How Do I Know if Microdosing is Right for Me?
The short answer: You will never know unless you try it.
That being said, if you’re not sure about trying it or just don’t have the time, place or resources to start your microdosing adventure, my advice is to look at other people’s experience on the subject.
Here’s an article about Charlotte Palermino, co-founder of Nice Paper and freelance beauty and food writer. She tried microdosing for a week while visiting Los Angeles while keeping track of her process throughout the week. She also draws some conclusions to her experiment, you may be very interested in seeing those!

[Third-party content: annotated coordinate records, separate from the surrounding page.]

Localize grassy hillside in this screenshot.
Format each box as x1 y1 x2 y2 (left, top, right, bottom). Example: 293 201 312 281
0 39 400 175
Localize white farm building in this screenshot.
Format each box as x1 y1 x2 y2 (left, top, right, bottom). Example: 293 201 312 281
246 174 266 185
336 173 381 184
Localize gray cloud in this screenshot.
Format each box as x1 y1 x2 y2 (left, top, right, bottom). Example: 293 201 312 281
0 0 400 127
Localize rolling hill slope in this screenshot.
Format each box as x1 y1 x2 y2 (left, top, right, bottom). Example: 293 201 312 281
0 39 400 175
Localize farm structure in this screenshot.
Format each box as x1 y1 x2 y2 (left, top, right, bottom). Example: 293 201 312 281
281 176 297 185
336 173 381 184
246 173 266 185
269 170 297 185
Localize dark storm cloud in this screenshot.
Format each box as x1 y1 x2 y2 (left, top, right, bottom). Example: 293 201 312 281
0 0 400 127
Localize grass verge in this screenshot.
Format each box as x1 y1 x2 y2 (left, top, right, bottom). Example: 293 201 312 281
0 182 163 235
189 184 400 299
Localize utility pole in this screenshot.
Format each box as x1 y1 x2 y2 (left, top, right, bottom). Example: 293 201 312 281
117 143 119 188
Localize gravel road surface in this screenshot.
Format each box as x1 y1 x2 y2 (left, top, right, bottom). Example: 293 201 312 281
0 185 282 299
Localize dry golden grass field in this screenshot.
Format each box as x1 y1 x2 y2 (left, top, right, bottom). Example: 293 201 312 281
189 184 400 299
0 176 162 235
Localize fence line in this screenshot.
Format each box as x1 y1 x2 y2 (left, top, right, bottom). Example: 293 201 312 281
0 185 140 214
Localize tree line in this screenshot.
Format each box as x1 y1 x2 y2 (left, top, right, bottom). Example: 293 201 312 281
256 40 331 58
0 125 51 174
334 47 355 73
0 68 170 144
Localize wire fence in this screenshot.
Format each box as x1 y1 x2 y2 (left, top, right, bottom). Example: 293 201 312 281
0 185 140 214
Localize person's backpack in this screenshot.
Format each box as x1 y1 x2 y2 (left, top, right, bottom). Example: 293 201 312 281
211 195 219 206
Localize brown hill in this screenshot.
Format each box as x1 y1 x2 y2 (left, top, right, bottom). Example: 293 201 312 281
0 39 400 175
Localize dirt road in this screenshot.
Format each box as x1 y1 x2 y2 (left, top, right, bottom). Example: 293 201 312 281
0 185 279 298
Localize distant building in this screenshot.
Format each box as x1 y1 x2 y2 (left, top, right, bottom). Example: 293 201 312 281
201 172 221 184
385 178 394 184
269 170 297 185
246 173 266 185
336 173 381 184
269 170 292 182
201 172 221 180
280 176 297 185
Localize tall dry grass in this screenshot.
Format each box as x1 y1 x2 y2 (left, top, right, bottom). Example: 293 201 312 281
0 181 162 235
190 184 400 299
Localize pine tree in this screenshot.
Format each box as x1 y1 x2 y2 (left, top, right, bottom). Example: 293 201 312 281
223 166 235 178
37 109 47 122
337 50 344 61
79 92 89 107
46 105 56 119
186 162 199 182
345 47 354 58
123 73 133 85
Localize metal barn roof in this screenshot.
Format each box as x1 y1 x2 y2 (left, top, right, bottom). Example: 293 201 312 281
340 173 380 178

And last but not least, you should always educate yourself about the subject, or even better, talk to an expert. I recommend you check out Healer, a digital, science-based center that promotes cannabis education, dosage programs and industry training.
“We need to change our relationship with cannabis from something that we use for recreation or to treat severe symptoms to something that we use to stay healthy, like we would a multivitamin.”
–Dr. Dustin Sulak, Co-Founder and Medical Director of Healer, an expert on medical cannabis.
DISCLAIMER: This is not medical advice. The information on this article is for informative and entertainment purposes only. Nothing here substitutes advice you can get from a medical doctor. If you have any question about medical marijuana use, you should talk to a licensed physician.